Some of my Experiences
• The demo in hypnotherapy school was one of the most powerful experiences I have ever witnessed. The teacher led an aide into a past life. Her whole body transformed before my eyes, her hands all bent and twisted, her body curled up almost fetal. In a deep, gnarled voice, she began to pour out a story of being a cobbler whose only daughter had been killed while out to fetch more leather. When she came out of trance, she felt that she had experienced a deep insight into her own personal path of forgiveness.

• I have done around a dozen past life regressions for my clients by now. I have had clients experience themselves as being the captain of a sinking ship, an African woman whose babies were kidnapped and sold into slavery; and one client who simply experienced being literally floating between the worlds. Her whole life was in limbo - job, marriage, etc. - so it ended up being the perfect place for her to hang out in for while, to feel at peace with transitions.
• One client came to see about a past life regression. After initial trance, I initiated ideomotor signals (letting the body communicate “yes”, “no” or “can’t/won’t answer”) and asked his body if it would be beneficial for him now. His body clearly answered “no”. We used the rest of the time to establish more inner resources instead.

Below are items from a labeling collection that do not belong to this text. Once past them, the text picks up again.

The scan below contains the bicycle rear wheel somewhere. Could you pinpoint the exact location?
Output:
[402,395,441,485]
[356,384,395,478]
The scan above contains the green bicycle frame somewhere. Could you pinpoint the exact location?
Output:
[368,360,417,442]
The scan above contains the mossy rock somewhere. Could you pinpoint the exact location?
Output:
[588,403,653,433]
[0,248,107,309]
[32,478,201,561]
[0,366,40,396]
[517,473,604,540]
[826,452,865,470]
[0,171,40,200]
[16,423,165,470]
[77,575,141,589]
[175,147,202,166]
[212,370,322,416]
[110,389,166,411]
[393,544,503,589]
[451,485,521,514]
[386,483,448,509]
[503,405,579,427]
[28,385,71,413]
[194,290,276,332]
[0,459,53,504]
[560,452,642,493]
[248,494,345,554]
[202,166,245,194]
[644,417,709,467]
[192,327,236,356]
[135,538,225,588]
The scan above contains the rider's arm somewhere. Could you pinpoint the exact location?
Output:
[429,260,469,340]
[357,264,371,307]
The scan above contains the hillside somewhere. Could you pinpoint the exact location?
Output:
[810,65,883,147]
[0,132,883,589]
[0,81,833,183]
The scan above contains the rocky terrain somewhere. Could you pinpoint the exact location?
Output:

• I recently attended Donald Michael Kraig’s workshop on Experiencing Your Past Lives. I thought my current stomach problems I have had this year, and set the intention to discover the deeper cause.

“And when I reach zero, you will be aware of your surroundings. Start by looking at your shoes…” I looked down at the coarsely stitched brown leather that had passed as my shoes for years. I was aware of vivid green grass, gray stones covered with paler green lichen, the feeling of a cow’s warm side, the fact that it was the year 800 in a borderland between France and Belgium (Rouen). I lived a simple life, making cheeses, laid out on wood slabs, needing to be turned each day, slowly ripening for market. “Now imagine it’s the day before your death, and allow an important message to come through…”

Unfortunately, there was a miscommunication about timing and the experience was cut short just when we got to the really juicy part, and I left feeling incomplete. Luckily I’m a certified hypnotherapist myself, and later that night I found it easy to slip into trance and really flush out the details of my experience.

I’m in a tavern, arguing with the inn keeper. I see a bone handled knife, very clearly. I see an abdomen, cut open, slippery guts sliding out - I don’t know if it’s the tavern keepers’ or my own. Later I am with my husband in our hut with no windows, just a hole in the ceiling for the smoke from the fire to escape. It is our last moment together, and I know I have made the right choices.

The message, so simple, so profound: Trust your gut instincts.